- Origin: Skövde, Sweden
- Genres: Rock, hard rock, heavy metal, power metal, neo-classical metal
- Years active: 1988–present
- Labels: Metal Blade
- Members: Tony Johansson – vocals; Thomas G:son – guitars; Marco Tapani – drums; Henrik Lundberg – bass;

= Masquerade (Swedish band) =

Swedish rock band

Masquerade are a Swedish rock band established in 1988. They released their debut album in 1992 and have since released four further albums.

== History ==
During their first two years, the band concentrated on writing music, rehearsing and performing live. In 1990, Masquerade recorded a promotional cassette and a single that was favorably reviewed in the English magazine Metal Hammer. After signing on with Empire Records, in early 1991 the band started recording their self-titled album. The record company brought the engineer Ronny Lahti (Saigon Kick, Europe, Talisman, Electric Boys, Clockwise) into the project for finalizing the mixing. The album was released in 1992 to positive reviews by critics, who found the album comparable to the music of bands like Whitesnake and Def Leppard.

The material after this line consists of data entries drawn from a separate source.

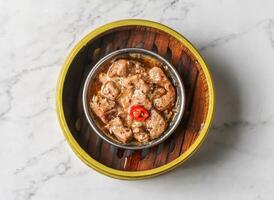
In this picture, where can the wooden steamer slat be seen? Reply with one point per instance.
(196, 102)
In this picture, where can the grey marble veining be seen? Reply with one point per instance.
(236, 38)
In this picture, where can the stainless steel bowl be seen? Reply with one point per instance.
(174, 77)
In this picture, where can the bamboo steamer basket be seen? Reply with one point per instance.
(199, 106)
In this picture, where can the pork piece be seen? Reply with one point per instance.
(119, 68)
(158, 77)
(158, 92)
(103, 77)
(136, 81)
(125, 98)
(110, 90)
(137, 69)
(103, 107)
(139, 98)
(156, 124)
(122, 133)
(138, 132)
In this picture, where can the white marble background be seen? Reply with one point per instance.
(235, 37)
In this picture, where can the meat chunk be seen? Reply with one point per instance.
(122, 133)
(138, 132)
(156, 124)
(102, 107)
(158, 92)
(103, 77)
(157, 76)
(125, 99)
(110, 90)
(119, 68)
(165, 101)
(139, 98)
(141, 136)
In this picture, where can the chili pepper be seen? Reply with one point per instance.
(138, 113)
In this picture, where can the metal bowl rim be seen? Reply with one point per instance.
(166, 134)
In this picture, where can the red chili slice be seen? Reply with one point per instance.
(138, 113)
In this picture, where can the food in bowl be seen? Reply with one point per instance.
(132, 98)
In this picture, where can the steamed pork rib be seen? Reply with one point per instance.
(156, 124)
(122, 133)
(135, 100)
(102, 107)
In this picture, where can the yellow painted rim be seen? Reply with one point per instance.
(84, 156)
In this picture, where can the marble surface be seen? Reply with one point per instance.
(236, 39)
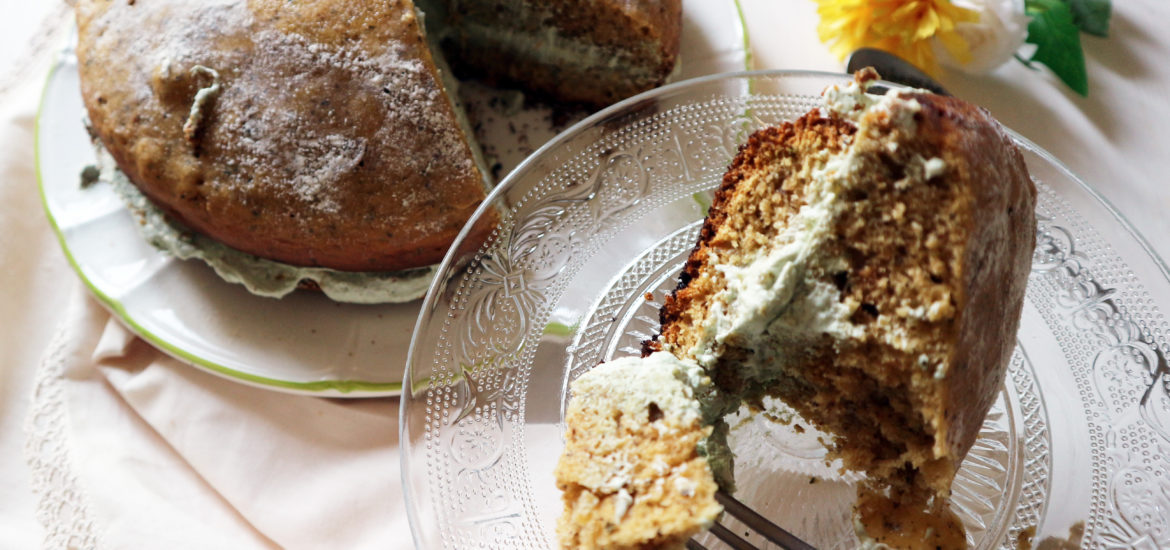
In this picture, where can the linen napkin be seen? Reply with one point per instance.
(131, 448)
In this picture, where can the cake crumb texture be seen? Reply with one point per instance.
(631, 474)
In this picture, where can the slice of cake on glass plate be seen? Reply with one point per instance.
(866, 263)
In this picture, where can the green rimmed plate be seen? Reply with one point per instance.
(303, 343)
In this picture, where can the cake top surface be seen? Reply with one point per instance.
(309, 132)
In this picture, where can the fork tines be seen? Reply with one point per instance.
(758, 523)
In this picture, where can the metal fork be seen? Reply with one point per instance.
(758, 523)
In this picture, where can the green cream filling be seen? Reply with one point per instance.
(544, 45)
(432, 32)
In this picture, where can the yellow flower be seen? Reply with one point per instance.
(902, 27)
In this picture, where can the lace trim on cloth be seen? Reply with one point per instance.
(62, 506)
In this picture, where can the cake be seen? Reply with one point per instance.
(866, 265)
(597, 53)
(634, 472)
(323, 133)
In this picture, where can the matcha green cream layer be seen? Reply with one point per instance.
(260, 276)
(681, 390)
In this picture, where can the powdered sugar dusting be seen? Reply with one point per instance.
(296, 114)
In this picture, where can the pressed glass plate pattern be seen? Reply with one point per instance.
(592, 232)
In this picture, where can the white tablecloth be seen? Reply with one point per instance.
(135, 449)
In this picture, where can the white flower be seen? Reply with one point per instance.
(993, 39)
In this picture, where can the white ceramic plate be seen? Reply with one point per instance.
(303, 343)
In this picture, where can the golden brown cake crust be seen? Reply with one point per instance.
(323, 138)
(940, 261)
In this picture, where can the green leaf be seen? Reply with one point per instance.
(1092, 15)
(1058, 42)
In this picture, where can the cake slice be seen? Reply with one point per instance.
(866, 263)
(634, 472)
(592, 52)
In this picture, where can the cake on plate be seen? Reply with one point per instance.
(866, 263)
(327, 133)
(635, 472)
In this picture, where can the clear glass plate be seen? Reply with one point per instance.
(303, 343)
(594, 229)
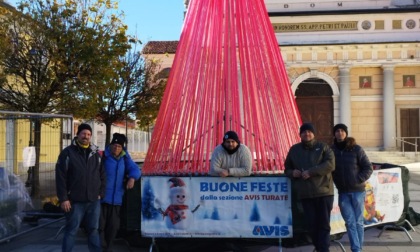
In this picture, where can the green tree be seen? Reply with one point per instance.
(57, 56)
(149, 98)
(119, 98)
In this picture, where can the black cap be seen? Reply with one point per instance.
(340, 126)
(118, 138)
(231, 135)
(82, 127)
(307, 126)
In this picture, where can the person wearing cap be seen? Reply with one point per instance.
(352, 170)
(310, 164)
(121, 173)
(80, 183)
(231, 158)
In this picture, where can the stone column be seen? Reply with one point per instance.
(389, 119)
(345, 97)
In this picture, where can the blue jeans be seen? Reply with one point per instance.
(89, 213)
(318, 212)
(351, 206)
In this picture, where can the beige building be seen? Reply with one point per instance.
(353, 62)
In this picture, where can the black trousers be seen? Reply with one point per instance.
(318, 212)
(109, 225)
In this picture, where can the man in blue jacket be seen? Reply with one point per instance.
(80, 183)
(121, 173)
(352, 170)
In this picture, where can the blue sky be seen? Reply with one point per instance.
(151, 19)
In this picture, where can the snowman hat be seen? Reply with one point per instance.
(176, 182)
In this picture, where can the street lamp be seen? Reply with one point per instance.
(32, 53)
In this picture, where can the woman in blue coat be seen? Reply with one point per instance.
(352, 170)
(121, 173)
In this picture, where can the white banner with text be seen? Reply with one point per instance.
(247, 207)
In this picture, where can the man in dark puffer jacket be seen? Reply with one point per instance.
(309, 164)
(352, 169)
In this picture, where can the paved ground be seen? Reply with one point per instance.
(46, 237)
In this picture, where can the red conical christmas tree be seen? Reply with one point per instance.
(228, 74)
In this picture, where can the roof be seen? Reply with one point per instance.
(160, 47)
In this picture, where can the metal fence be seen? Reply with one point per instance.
(17, 137)
(17, 152)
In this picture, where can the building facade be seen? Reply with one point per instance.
(353, 62)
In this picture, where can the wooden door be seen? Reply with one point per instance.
(318, 111)
(410, 127)
(315, 103)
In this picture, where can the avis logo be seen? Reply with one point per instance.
(271, 230)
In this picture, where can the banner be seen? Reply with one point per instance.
(384, 201)
(246, 207)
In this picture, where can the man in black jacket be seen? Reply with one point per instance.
(352, 170)
(309, 164)
(80, 183)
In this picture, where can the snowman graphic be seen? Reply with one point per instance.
(177, 215)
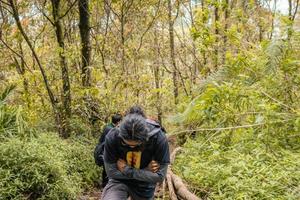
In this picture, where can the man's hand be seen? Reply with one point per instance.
(121, 164)
(153, 166)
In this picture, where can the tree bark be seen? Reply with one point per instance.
(84, 28)
(66, 90)
(216, 49)
(172, 52)
(53, 99)
(226, 15)
(157, 77)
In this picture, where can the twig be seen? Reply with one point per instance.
(229, 128)
(277, 101)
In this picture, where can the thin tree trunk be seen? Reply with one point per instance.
(157, 77)
(66, 90)
(216, 49)
(84, 28)
(226, 15)
(172, 52)
(53, 99)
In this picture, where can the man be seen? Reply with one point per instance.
(136, 157)
(115, 120)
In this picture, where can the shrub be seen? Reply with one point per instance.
(45, 167)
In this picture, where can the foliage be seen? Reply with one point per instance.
(244, 170)
(45, 168)
(256, 155)
(12, 122)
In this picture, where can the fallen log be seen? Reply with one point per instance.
(172, 193)
(180, 188)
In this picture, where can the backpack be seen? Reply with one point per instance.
(99, 154)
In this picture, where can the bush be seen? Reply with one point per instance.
(246, 170)
(260, 93)
(45, 168)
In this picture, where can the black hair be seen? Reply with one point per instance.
(134, 127)
(116, 118)
(136, 110)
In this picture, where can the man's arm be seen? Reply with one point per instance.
(146, 175)
(113, 172)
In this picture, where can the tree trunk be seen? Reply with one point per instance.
(172, 52)
(84, 28)
(66, 90)
(226, 15)
(157, 77)
(216, 49)
(53, 99)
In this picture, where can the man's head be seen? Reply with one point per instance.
(133, 130)
(136, 110)
(116, 118)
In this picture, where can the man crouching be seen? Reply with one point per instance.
(136, 157)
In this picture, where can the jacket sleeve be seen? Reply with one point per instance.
(113, 172)
(146, 175)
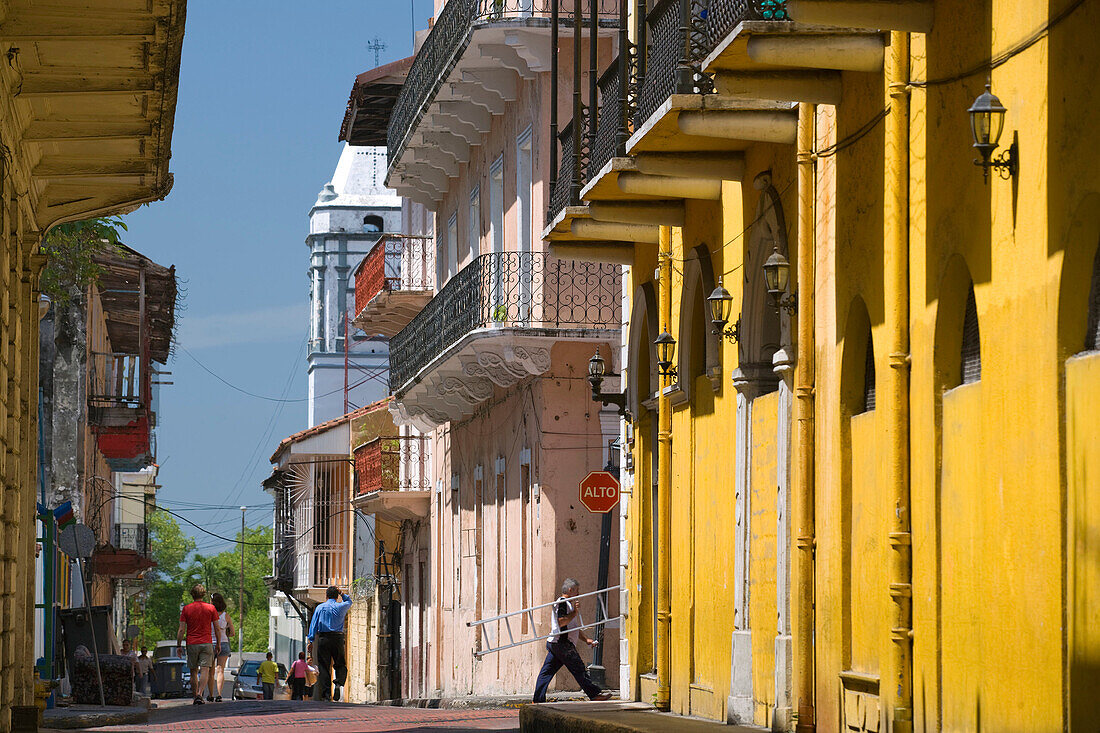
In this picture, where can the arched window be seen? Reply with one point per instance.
(869, 374)
(373, 222)
(1092, 335)
(971, 342)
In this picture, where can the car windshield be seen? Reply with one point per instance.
(250, 667)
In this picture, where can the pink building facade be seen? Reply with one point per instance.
(492, 368)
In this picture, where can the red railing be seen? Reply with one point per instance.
(395, 263)
(393, 463)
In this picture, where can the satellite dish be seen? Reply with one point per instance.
(77, 540)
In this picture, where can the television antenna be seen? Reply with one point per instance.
(377, 45)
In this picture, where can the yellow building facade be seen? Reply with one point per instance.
(877, 509)
(88, 97)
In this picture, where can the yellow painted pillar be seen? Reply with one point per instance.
(895, 291)
(663, 651)
(803, 515)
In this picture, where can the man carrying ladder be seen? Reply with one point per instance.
(561, 646)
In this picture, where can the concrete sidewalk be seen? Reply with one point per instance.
(614, 717)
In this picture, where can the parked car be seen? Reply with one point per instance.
(245, 686)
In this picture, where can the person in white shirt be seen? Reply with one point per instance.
(561, 646)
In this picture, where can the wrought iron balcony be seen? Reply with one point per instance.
(452, 33)
(393, 463)
(524, 291)
(672, 61)
(571, 170)
(613, 117)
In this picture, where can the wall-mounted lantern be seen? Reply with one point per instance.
(777, 274)
(987, 123)
(721, 303)
(666, 350)
(597, 370)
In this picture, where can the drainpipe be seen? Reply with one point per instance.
(895, 291)
(804, 628)
(663, 652)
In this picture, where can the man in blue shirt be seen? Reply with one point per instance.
(326, 633)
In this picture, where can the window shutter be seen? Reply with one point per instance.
(869, 375)
(971, 342)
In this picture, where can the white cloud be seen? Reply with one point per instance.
(261, 326)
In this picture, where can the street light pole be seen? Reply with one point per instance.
(240, 605)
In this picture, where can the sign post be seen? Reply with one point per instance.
(600, 493)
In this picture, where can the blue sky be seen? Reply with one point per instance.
(262, 93)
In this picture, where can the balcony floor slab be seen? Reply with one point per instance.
(391, 310)
(661, 132)
(452, 386)
(733, 53)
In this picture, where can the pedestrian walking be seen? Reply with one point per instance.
(196, 620)
(561, 646)
(327, 641)
(296, 677)
(266, 675)
(144, 671)
(222, 630)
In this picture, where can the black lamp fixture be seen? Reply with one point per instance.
(721, 303)
(987, 123)
(777, 274)
(597, 370)
(666, 350)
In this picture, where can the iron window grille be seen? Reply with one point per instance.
(508, 290)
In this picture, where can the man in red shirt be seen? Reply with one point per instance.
(196, 620)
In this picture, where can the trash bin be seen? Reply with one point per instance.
(168, 678)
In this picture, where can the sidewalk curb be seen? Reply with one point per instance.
(77, 717)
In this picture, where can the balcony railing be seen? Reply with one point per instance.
(114, 380)
(672, 62)
(571, 170)
(503, 290)
(393, 463)
(395, 263)
(132, 537)
(613, 117)
(449, 37)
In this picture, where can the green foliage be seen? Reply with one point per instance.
(70, 249)
(167, 587)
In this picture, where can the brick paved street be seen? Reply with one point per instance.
(278, 715)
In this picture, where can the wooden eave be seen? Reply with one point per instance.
(88, 97)
(366, 119)
(119, 286)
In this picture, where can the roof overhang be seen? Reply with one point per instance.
(92, 102)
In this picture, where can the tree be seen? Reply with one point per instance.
(167, 584)
(70, 250)
(178, 568)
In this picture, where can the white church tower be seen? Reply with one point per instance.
(344, 223)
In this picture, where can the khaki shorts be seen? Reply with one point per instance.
(199, 655)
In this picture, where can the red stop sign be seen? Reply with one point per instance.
(600, 492)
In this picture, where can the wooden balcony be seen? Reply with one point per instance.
(393, 477)
(393, 283)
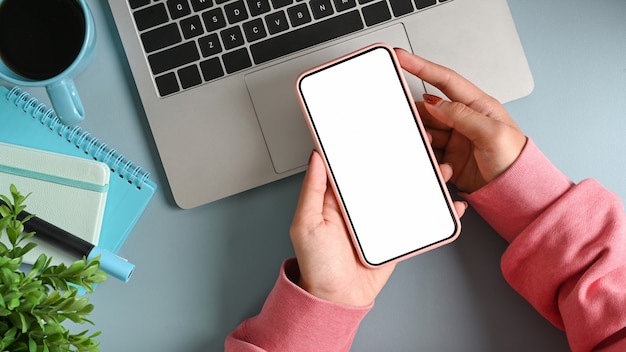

After their first album tour, the band developed new material and began recording their new album Surface of Pain, again together with Ronny Lahti as the sound and mixing engineer. Released in 1995, the album was characterized by a heavier approach than the debut album and gained the band exposure to an American audience.

The band then worked together on the third album, Flux, with Fredrik Nordström, who had achieved success with the band HammerFall.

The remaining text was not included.